Public service charter: ‘make it real’

12 September 2013

Parliament has called on the government and labour to ensure that the recently launched Public Service Charter is fully implemented, and that South Africans are empowered to know their rights and report bad service.

During a briefing by Public Service and Administration Minister Lindiwe Sisulu in Cape Town on Wednesday, members of the portfolio committee on public service and administration urged the minister, along with public service unions, to ensure that the charter’s vision became a reality.

“We are all aware of the challenges facing our people,” said the acting chairperson of the committee, Eric Nyekembe. “We hope this charter will introduce a chapter where government and labour will work together to improve service delivery.

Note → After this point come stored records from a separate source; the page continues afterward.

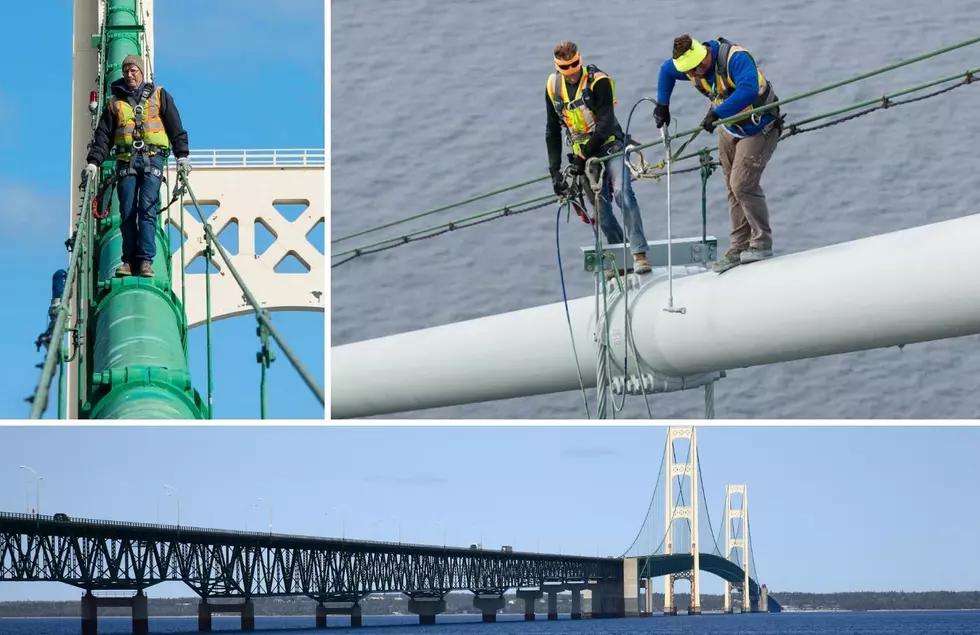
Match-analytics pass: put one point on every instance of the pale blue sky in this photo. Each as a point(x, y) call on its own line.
point(832, 508)
point(246, 55)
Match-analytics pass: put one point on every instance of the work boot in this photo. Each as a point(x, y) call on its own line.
point(730, 259)
point(640, 263)
point(755, 255)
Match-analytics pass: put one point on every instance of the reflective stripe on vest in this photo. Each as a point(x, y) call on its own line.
point(724, 86)
point(153, 130)
point(577, 118)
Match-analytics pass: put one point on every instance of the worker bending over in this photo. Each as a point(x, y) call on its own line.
point(728, 75)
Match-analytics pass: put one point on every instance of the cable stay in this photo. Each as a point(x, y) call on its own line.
point(611, 264)
point(645, 170)
point(161, 388)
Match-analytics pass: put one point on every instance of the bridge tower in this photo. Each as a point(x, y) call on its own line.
point(688, 511)
point(243, 184)
point(731, 543)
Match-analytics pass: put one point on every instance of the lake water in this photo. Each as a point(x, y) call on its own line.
point(435, 101)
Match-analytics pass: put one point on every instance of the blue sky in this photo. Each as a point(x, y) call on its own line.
point(263, 65)
point(832, 508)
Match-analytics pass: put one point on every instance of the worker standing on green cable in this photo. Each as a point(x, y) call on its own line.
point(581, 102)
point(728, 75)
point(143, 124)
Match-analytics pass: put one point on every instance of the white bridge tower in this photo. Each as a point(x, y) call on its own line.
point(742, 543)
point(687, 511)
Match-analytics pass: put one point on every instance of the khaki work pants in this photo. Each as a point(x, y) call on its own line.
point(742, 161)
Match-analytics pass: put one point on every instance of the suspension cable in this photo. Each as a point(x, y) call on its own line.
point(261, 314)
point(648, 171)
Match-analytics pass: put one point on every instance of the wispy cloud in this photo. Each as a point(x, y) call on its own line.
point(241, 31)
point(420, 480)
point(590, 453)
point(28, 213)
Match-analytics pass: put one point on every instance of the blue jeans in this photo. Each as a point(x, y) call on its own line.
point(139, 198)
point(625, 200)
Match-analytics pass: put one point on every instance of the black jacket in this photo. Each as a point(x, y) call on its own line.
point(105, 131)
point(606, 124)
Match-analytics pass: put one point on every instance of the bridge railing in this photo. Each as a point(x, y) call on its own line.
point(92, 522)
point(237, 158)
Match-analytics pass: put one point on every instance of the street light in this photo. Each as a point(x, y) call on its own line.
point(37, 488)
point(270, 511)
point(439, 523)
point(343, 523)
point(176, 495)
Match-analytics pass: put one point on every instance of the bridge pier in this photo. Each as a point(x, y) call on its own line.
point(530, 597)
point(205, 610)
point(576, 588)
point(489, 605)
point(553, 592)
point(427, 608)
point(138, 603)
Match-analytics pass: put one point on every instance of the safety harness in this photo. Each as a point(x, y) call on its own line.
point(139, 147)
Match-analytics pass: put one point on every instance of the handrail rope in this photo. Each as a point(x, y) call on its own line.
point(261, 314)
point(39, 400)
point(696, 131)
point(792, 129)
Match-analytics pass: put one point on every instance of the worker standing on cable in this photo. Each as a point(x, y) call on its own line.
point(581, 101)
point(143, 124)
point(728, 75)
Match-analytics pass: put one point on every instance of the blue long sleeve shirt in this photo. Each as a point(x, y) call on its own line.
point(742, 71)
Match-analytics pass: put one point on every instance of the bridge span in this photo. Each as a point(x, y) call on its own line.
point(227, 569)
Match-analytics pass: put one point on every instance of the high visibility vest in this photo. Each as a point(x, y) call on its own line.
point(154, 135)
point(724, 86)
point(576, 114)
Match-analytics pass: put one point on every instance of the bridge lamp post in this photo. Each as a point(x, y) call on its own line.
point(176, 495)
point(439, 523)
point(37, 488)
point(343, 523)
point(399, 523)
point(270, 512)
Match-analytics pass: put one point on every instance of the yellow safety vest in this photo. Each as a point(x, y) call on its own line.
point(724, 86)
point(576, 116)
point(154, 135)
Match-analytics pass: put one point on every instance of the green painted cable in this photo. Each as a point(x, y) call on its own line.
point(863, 104)
point(57, 333)
point(692, 131)
point(261, 314)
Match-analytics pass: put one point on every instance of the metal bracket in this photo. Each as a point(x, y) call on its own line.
point(684, 251)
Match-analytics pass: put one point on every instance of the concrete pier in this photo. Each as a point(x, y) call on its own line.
point(489, 605)
point(530, 597)
point(138, 604)
point(206, 609)
point(427, 608)
point(353, 610)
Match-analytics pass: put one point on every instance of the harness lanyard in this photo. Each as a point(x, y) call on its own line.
point(670, 250)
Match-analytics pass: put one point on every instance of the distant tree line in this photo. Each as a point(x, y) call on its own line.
point(456, 603)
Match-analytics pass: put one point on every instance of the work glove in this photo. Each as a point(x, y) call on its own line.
point(89, 172)
point(661, 115)
point(708, 123)
point(558, 183)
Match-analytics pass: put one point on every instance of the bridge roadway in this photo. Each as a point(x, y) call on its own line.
point(99, 555)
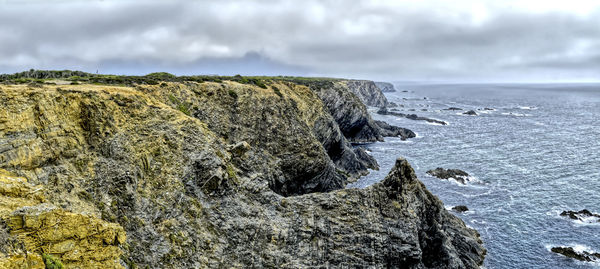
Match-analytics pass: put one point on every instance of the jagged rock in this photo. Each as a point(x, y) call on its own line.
point(384, 111)
point(460, 208)
point(578, 255)
point(582, 215)
point(155, 160)
point(349, 112)
point(394, 131)
point(240, 148)
point(367, 92)
point(385, 86)
point(458, 175)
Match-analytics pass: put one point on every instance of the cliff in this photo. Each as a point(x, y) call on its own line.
point(385, 86)
point(367, 92)
point(213, 174)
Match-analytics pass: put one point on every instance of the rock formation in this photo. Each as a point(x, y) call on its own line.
point(212, 174)
point(394, 131)
point(367, 92)
point(582, 215)
point(578, 255)
point(459, 175)
point(384, 111)
point(385, 86)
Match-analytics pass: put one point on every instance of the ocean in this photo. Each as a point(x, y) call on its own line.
point(534, 155)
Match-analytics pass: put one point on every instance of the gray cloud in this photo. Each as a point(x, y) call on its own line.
point(394, 40)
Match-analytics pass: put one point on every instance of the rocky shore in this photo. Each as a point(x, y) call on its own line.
point(219, 172)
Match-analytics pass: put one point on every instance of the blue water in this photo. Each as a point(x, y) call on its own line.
point(535, 155)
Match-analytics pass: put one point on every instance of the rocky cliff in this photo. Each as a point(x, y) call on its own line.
point(367, 92)
point(213, 174)
point(385, 86)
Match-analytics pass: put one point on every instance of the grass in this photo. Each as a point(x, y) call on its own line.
point(79, 77)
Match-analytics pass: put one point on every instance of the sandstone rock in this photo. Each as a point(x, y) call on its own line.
point(385, 86)
point(394, 131)
point(578, 255)
point(154, 161)
point(458, 175)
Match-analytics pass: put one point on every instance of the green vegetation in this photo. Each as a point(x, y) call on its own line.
point(52, 262)
point(233, 94)
point(277, 91)
point(79, 77)
point(181, 106)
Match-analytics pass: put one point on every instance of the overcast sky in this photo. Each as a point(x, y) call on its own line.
point(384, 40)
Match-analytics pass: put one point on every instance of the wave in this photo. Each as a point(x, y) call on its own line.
point(527, 107)
point(516, 114)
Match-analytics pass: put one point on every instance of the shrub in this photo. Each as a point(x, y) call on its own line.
point(233, 94)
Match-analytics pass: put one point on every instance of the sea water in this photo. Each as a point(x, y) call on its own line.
point(534, 155)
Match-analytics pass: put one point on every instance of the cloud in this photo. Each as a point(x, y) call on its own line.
point(394, 40)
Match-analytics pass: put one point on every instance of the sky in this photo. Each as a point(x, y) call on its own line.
point(508, 40)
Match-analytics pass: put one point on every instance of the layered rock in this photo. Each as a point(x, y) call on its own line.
point(197, 175)
point(385, 86)
point(349, 112)
point(582, 215)
point(457, 174)
point(580, 255)
point(394, 131)
point(367, 92)
point(384, 111)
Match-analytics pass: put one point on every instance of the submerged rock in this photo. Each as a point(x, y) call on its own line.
point(578, 255)
point(385, 86)
point(459, 175)
point(385, 111)
point(582, 215)
point(394, 131)
point(460, 208)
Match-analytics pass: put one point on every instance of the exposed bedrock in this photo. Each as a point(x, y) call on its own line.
point(368, 92)
point(580, 255)
point(385, 86)
point(214, 174)
point(441, 173)
point(394, 131)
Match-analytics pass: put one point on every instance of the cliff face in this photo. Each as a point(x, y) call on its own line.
point(368, 92)
point(186, 175)
point(385, 86)
point(348, 111)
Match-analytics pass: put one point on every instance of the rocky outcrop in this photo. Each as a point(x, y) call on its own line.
point(349, 112)
point(460, 208)
point(385, 86)
point(367, 92)
point(41, 232)
point(459, 175)
point(384, 111)
point(394, 131)
point(582, 215)
point(214, 174)
point(583, 255)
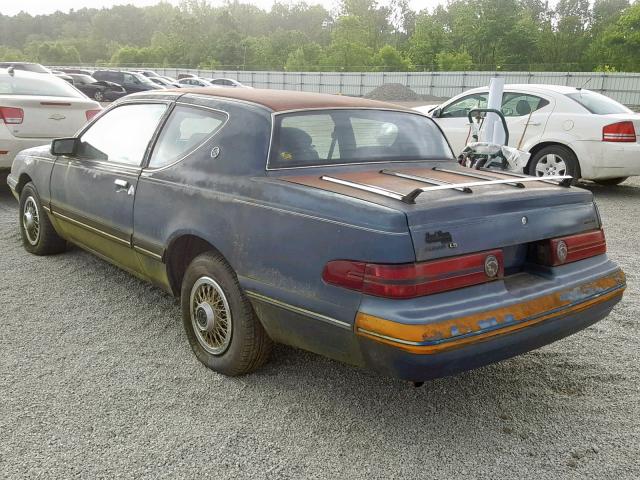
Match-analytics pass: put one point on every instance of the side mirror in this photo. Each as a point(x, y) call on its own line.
point(64, 146)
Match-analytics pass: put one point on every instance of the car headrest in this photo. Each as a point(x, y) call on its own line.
point(523, 107)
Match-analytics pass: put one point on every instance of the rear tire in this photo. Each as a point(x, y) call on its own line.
point(223, 330)
point(554, 160)
point(611, 181)
point(38, 235)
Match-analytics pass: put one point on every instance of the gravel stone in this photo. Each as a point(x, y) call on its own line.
point(97, 381)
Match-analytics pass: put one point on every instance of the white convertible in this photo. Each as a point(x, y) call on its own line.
point(567, 130)
point(35, 108)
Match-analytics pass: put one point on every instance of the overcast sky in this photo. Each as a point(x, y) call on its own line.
point(35, 7)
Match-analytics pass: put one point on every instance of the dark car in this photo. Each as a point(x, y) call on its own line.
point(165, 83)
point(339, 225)
point(27, 66)
point(148, 73)
point(227, 82)
point(99, 90)
point(132, 82)
point(63, 76)
point(194, 82)
point(81, 71)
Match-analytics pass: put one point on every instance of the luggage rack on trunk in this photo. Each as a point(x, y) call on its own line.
point(438, 184)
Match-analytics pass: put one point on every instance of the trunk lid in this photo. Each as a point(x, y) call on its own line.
point(452, 222)
point(48, 117)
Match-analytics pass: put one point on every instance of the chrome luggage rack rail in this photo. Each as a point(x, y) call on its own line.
point(437, 184)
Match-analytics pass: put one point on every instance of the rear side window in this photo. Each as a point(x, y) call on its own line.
point(597, 104)
point(461, 107)
point(329, 137)
point(520, 104)
point(44, 85)
point(186, 129)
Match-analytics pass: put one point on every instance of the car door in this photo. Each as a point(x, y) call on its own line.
point(526, 115)
point(454, 122)
point(92, 192)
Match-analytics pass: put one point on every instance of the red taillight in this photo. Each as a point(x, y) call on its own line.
point(415, 279)
point(619, 132)
point(11, 115)
point(91, 113)
point(559, 251)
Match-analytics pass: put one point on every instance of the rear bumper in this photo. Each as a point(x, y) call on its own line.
point(14, 145)
point(413, 367)
point(458, 337)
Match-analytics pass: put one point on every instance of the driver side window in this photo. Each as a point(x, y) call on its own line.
point(130, 79)
point(122, 135)
point(461, 107)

“This charter must empower our people to report and complain when they are faced with bad service.”

The charter, which all public servants will be expected to sign, seeks to ensure an effective, efficient and responsive public service by committing public servants to:

  • Serve the public in an unbiased, impartial manner;
  • Provide timely services;
  • Respect and protect each person’s dignity and rights as contained in the Constitution;
  • Not engage in any action or transaction that conflicts with or infringes on the execution of their duties;
  • Act against fraud, corruption, nepotism and maladministration; and
  • Demonstrate professionalism, competency and transparency in the performance of their duties.

A Batho Pele call center number – 0860 428 392 – has been launched to get public feedback on the implementation of the charter.

Last month, all trade unions represented in the Public Service Coordination Bargaining Council signed the charter and committed to take the lead in its implementation.

On Wednesday, Sisulu said the charter would be internalised in government so that all officials came to know and understand the expectations of the people.

“During the drafting of the charter, we asked our people to comment and give suggestions on how we can improve service delivery, and they said public servants must be on time and work daily to resolve their problems. That’s all they are asking for – a public service that meets their expectations.”

She said the charter was binding to all public servants, including those in local government.

In her budget vote speech earlier this year, Sisulu told MPs that the service charter represented “a social contract between ourselves, public sector unions and citizens – the main beneficiaries of services delivered by the state”.

During last month’s launch of the charter, Sisulu committed the government to creating the working conditions that would enable public servants to meet the requirements of the charter.